A gene of interest can be linked to a reporter gene, such as GFP, providing important information about the location of protein expression within the cell. ABAD is a protein involved in Alzheimer’s disease. Using DNA manipulation, ABAD was ligated with GFP to produce an ABAD-GFP DNA construct. This DNA construct was then used to transfect human neuroblastoma cells which were subsequently illuminated and fluoresced using the violet ECDL. The ABAD-GFP fusion protein was expressed in the cell’s mitochondria. With conventional fluorescence microscopy, fluorescence occurs wherever the ABAD-GFP is expressed, as shown in Fig. 5. The use of the violet laser, as opposed to excitation with an incoherent light source, allows a very specific area within the cell to be examined without risk of bleaching the surrounding areas. This is shown in Fig. 6. The violet laser wavelength at 410 nm is significantly far from the peak of the absorption of GFP at 488 nm. The VECSEL laser is a more suitable alternative in this instance. Blue diode lasers may be used with either cyan fluorescent protein or blue fluorescent protein, with absorption peaks at 440 and 405 nm respectively. This would potentially enable individual proteins to be identified and possibly manipulated within the cell itself using the increased functionality of our set-up.

 

Fig. 5. A human neuron (neuroblastoma) cell containing, viewed under a conventional fluorescence microscope-exhibiting fluorescence across the entire cell.

Download Full Size | PDF

 

Fig. 6. A section of a human neuron (neuroblastoma) cell containing GFP viewed with a violet diode laser fluorescence illuminator and a x100 microscope objective – exhibiting fluorescence of only a section of the cell.

Download Full Size | PDF

Finally we demonstrated that the system could be simplified by using the violet ECDL to simultaneously tweeze and fluoresce particles. In this experiment, blue fluorescent, one micron diameter polymer spheres were manipulated by the violet ECDL tweezer system, as shown below in Fig. 7. Although this experiment worked well with fluorescent spheres, it is possible that the increase in power necessary to manipulate rather than merely excite fluorescence within the trapped particle will lead to this technique being unsuitable for biological samples due to the increased risk of tissue damage.

 

Fig. 7. (1.95 Mb) Movie of the simultaneous fluorescence and manipulation of blue fluorescent 1 µm polymer spheres

Download Full Size | PDF

5. Conclusion

We have demonstrated the use of new violet laser technology in optical tweezer systems. We have shown optical trapping with the shortest wavelengths yet used for this technique. Very strong lateral trapping and high Q values were obtained for a microlensed violet diode laser for particles in the 1-3 micron range. Particles down to 300nm were readily manipulated using our system. The shorter wavelength may reduce the optical trap volume localizing the particle to a considerably smaller region of space and this aspect is the subject of further study.

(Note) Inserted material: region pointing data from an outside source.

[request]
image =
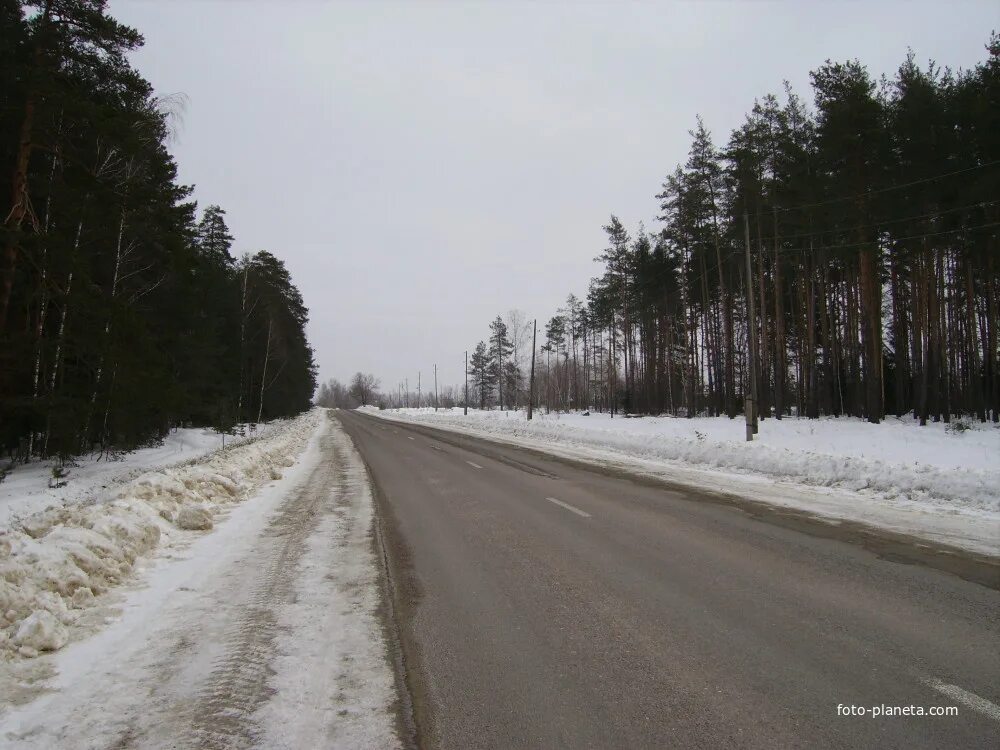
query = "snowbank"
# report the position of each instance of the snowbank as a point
(26, 490)
(949, 477)
(53, 563)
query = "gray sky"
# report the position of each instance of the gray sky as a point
(421, 167)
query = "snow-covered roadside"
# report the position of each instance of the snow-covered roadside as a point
(93, 478)
(262, 633)
(925, 482)
(55, 564)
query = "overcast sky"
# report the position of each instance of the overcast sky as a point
(422, 167)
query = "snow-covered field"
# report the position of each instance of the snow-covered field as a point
(124, 627)
(934, 482)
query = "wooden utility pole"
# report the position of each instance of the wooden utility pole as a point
(531, 380)
(751, 402)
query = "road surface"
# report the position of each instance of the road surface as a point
(543, 604)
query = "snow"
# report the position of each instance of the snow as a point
(933, 482)
(54, 562)
(263, 632)
(26, 489)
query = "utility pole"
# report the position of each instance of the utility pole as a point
(531, 381)
(751, 402)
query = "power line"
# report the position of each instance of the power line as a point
(891, 187)
(932, 215)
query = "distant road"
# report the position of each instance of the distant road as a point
(544, 605)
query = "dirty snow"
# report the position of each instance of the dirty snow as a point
(261, 633)
(934, 481)
(55, 562)
(94, 477)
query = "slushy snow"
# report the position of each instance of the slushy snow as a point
(55, 562)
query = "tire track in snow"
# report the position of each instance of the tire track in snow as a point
(238, 684)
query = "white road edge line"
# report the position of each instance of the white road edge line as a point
(569, 507)
(967, 699)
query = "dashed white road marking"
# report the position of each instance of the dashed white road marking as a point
(967, 699)
(567, 506)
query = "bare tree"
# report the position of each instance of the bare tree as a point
(364, 388)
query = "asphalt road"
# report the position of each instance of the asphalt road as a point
(541, 604)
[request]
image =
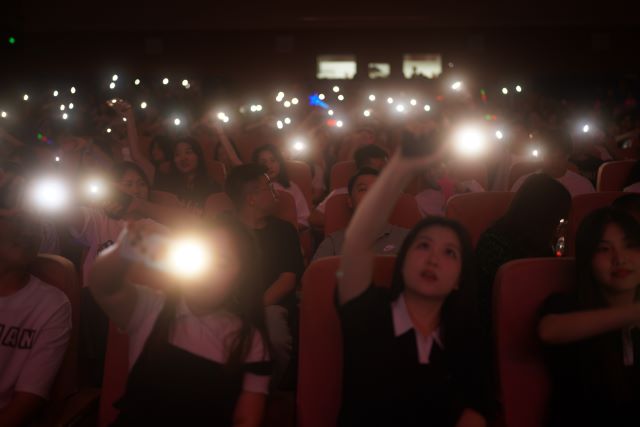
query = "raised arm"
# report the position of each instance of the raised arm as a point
(369, 220)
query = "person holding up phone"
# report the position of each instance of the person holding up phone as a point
(197, 349)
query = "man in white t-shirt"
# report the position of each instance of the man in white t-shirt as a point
(556, 147)
(35, 326)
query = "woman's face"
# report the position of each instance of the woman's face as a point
(433, 263)
(134, 185)
(268, 160)
(616, 263)
(185, 158)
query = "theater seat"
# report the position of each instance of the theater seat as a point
(478, 211)
(320, 354)
(581, 206)
(520, 288)
(612, 176)
(338, 214)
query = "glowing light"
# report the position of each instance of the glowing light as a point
(470, 141)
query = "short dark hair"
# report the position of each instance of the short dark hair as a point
(361, 172)
(368, 152)
(239, 177)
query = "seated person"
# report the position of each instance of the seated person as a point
(35, 326)
(591, 334)
(527, 230)
(197, 345)
(556, 147)
(388, 243)
(250, 189)
(372, 156)
(406, 349)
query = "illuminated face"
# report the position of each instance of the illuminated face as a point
(185, 159)
(268, 160)
(433, 263)
(134, 185)
(616, 263)
(360, 188)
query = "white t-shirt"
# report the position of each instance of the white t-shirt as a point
(302, 208)
(204, 336)
(323, 205)
(98, 232)
(574, 183)
(35, 326)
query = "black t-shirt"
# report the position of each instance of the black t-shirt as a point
(280, 250)
(591, 386)
(384, 383)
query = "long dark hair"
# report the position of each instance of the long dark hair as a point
(245, 300)
(534, 214)
(588, 291)
(459, 323)
(283, 177)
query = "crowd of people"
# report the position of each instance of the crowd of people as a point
(209, 341)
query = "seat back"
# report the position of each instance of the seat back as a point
(612, 176)
(300, 173)
(581, 206)
(478, 211)
(338, 214)
(519, 290)
(320, 354)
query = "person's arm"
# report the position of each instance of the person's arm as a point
(580, 325)
(21, 409)
(249, 410)
(369, 220)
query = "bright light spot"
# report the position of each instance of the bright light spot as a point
(470, 141)
(188, 258)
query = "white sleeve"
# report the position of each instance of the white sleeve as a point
(47, 353)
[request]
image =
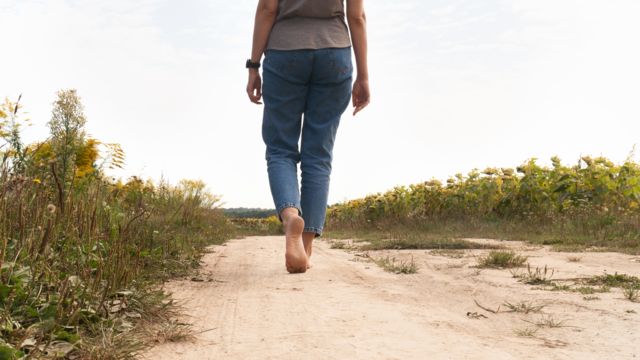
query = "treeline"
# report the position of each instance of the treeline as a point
(593, 203)
(80, 253)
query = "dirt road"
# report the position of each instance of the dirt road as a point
(346, 307)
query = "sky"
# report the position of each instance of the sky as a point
(456, 85)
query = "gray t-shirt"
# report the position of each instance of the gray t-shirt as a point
(309, 24)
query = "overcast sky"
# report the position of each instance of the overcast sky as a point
(456, 85)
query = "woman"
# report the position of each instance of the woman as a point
(307, 72)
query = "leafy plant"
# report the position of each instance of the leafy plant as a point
(502, 259)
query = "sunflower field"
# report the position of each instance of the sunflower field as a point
(593, 203)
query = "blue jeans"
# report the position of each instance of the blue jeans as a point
(316, 84)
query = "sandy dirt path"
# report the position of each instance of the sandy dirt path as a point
(346, 307)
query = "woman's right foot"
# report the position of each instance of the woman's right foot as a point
(295, 256)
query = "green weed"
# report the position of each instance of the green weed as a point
(501, 259)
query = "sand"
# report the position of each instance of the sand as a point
(346, 307)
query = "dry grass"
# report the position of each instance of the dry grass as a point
(397, 266)
(524, 307)
(526, 332)
(548, 321)
(631, 293)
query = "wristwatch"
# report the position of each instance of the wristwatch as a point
(252, 65)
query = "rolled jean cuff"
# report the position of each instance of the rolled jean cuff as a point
(318, 231)
(287, 205)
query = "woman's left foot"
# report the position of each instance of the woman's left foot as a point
(308, 248)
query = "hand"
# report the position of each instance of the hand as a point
(254, 86)
(360, 95)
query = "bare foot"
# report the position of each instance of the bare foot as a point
(295, 256)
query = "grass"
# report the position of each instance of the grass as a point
(405, 239)
(454, 254)
(548, 321)
(537, 276)
(82, 254)
(501, 260)
(524, 307)
(397, 266)
(526, 332)
(631, 293)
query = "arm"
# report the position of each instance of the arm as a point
(358, 27)
(265, 18)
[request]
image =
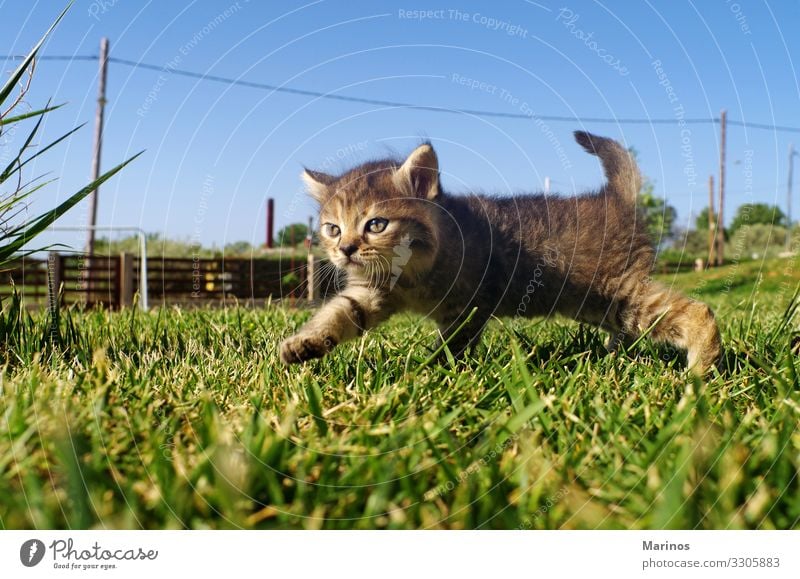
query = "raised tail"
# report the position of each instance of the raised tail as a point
(620, 168)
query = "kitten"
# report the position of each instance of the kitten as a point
(405, 244)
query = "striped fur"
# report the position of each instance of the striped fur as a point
(441, 255)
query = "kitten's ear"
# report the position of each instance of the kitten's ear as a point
(318, 184)
(419, 175)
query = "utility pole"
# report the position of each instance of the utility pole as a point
(792, 153)
(712, 229)
(721, 204)
(98, 143)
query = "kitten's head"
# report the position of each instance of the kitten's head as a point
(377, 221)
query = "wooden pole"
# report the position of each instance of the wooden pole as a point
(270, 221)
(721, 213)
(712, 229)
(310, 277)
(98, 142)
(789, 199)
(126, 288)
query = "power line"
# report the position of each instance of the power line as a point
(399, 104)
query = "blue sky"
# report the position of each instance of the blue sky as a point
(216, 152)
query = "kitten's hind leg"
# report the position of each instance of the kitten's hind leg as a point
(675, 319)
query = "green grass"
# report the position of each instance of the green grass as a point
(177, 419)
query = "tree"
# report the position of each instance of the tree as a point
(701, 223)
(757, 213)
(658, 215)
(755, 240)
(291, 235)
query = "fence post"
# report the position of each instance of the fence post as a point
(125, 279)
(55, 274)
(310, 277)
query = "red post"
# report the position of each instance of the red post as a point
(270, 220)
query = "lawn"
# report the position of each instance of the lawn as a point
(175, 419)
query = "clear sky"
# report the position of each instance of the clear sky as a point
(215, 152)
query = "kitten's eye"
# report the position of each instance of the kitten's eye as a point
(376, 225)
(331, 229)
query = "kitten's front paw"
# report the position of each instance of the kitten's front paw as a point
(302, 347)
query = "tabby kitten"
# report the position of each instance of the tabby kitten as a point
(405, 244)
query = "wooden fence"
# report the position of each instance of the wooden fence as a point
(114, 280)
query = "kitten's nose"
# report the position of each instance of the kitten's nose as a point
(349, 249)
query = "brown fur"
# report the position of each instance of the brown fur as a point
(586, 257)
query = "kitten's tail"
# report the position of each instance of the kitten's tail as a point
(621, 171)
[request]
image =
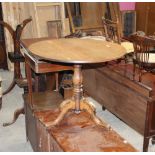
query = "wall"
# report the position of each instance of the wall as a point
(15, 12)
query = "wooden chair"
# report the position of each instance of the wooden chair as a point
(15, 56)
(144, 55)
(113, 33)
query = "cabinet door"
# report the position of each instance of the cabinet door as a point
(151, 19)
(142, 16)
(42, 137)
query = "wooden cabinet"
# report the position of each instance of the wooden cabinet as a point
(145, 17)
(131, 101)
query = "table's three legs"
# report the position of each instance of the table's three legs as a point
(77, 103)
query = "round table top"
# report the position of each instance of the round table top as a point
(77, 50)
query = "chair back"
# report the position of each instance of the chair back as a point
(112, 30)
(143, 46)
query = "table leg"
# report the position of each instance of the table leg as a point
(77, 103)
(16, 115)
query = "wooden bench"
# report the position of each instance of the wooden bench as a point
(77, 133)
(131, 101)
(42, 101)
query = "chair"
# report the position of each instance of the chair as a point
(144, 55)
(15, 56)
(113, 33)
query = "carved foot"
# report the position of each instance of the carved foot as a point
(103, 108)
(85, 106)
(65, 106)
(16, 115)
(70, 105)
(153, 141)
(12, 85)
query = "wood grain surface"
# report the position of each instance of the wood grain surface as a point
(77, 50)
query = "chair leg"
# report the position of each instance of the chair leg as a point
(16, 115)
(134, 70)
(140, 75)
(146, 144)
(12, 85)
(57, 81)
(153, 140)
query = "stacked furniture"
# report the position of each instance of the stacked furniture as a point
(131, 101)
(0, 93)
(76, 131)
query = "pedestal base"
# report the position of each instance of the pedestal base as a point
(69, 105)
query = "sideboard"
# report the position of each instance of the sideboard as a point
(131, 101)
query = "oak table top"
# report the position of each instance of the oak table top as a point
(76, 50)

We have further demonstrated a multi-functional system to manipulate and image particles and biological matter in a single set-up. The set-up combines a violet ECDL with an IR SSL optical tweezer. Within this set-up, laser-induced fluorescence and guiding of DAPI stained chromosomes has been observed, demonstrating a compact cytometry system. The fluorescence of GFP bound proteins within a human neuroblastoma has also been demonstrated using a violet ECDL source. This opens up the possibility of observing protein and gene motion through living cells in a compact diode laser based apparatus. The development of multifunctional systems, such as the system demonstrated here, has major biological implications: progressing the development of cytometry systems along with our fundamental understanding of cell and molecular biology.